Qu'elle soit potable et réservée à la consommation humaine ou brute et destinée à l'irrigation, l'eau constitue un enjeu majeur pour l'avenir du département. Conscient qu’elle doit être protégée et valorisée, le Département de l’Aude mène, depuis de nombreuses années, des politiques ambitieuses dans le domaine : aménagement de barrages et de réserves interannuelles, gestion raisonnée et mutualisée, lutte contre le gaspillage, actions pour une eau potable de qualité, accompagnement de l’irrigation agricole…

Actualité : lisez notre dossier sur l'eau

Le plan ALDAE

Le Département a décidé d'anticiper l'évolution du climat, qui risque d'accroître la fréquence et la gravité des périodes de sécheresse. Intitulé ALDAE, son plan d'actions prévoit bien entendu de lutter contre toutes les formes de gaspillage, dans les collectivités comme chez les particuliers. Le plan a été adapté et renforcé pour répondre aux besoins d'une population en augmentation constante. D'ici 2030, on estime qu'il faudra 6 millions de mètres cubes d'eau supplémentaires pour répondre aux besoins des Audois, pour leur consommation, leurs usages domestiques et pour l'irrigation des cultures.

Trois axes de travail principaux :

  • encourager les économies,
  • protéger les captages en luttant contre les pollutions et en améliorant les procédés de traitement
  • garantir la qualité de l'eau, l'une des meilleures en France aujourd'hui.

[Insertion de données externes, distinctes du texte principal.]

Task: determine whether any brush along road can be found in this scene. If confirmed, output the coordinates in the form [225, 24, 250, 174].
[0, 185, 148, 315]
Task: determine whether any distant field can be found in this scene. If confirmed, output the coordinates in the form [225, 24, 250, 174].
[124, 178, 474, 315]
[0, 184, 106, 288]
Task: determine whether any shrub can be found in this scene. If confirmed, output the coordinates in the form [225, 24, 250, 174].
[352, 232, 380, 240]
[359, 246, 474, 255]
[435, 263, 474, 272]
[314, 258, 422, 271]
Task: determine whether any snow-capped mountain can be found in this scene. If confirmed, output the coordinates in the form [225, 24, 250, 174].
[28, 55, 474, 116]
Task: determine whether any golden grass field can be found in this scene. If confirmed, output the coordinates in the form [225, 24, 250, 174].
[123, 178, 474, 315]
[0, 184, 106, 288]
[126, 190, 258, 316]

Développement des connaissances et évolution des réseaux de suivi

Le Département anime deux réseaux de mesure de suivi des ressources en partenariat avec les Agences de l'eau et la Région :

  • réseau piézométrique qui mesure les variations des nappes souterraines. Ce sont 22 stations qui mesurent en continu les niveaux des nappes des différents aquifères du territoire
  • réseau de suivi qualitatif des eaux de surface : ce sont 127 points de mesures qui sont relevés puis analysés chaque année, à chaque saison.

Animation d'un Observatoire départemental de l'eau

Ses missions : rassembler les informations liées à l'eau, suivre l'évolution du prix et de la gestion de l'eau, installer des stations de mesures de niveaux des eaux

Intégration de zones à protéger au sein des Espaces naturels sensibles

Trois types de milieux sont identifiés comme prioritaires au regard de la thématique « eau ». Il s'agit des têtes de bassins versants, des tourbières et des lagunes.

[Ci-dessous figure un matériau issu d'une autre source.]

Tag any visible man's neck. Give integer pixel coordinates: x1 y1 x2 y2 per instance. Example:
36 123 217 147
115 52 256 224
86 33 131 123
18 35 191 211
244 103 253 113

Promotion des économies d'eau

L'un des enjeux majeurs est de favoriser l'émergence de projets agricoles (et viticoles en particulier) qui puissent répondre à une triple logique, d'économie d'eau, de rentabilité économique et de préservation de l'environnement.
En effet, la ressource mobilisée en eau brute pour l'agriculture sur 12.000 hectares irrigués est de 30 Mm3. Cela représente en volumes d'eau prélevés 100 Mm3, dont 93 Mm3 sur des eaux superficielles et 7 Mm3 sur des eaux souterraines. Seulement 3 Mm3 sont distribués en
goutte-à-goutte, le reste transite toujours par des réseaux

Comment économiser l'eau ?

Il existe deux types d'économie d'eau, chacun à son niveau : les économies pour les collectivités et celles pour les particuliers.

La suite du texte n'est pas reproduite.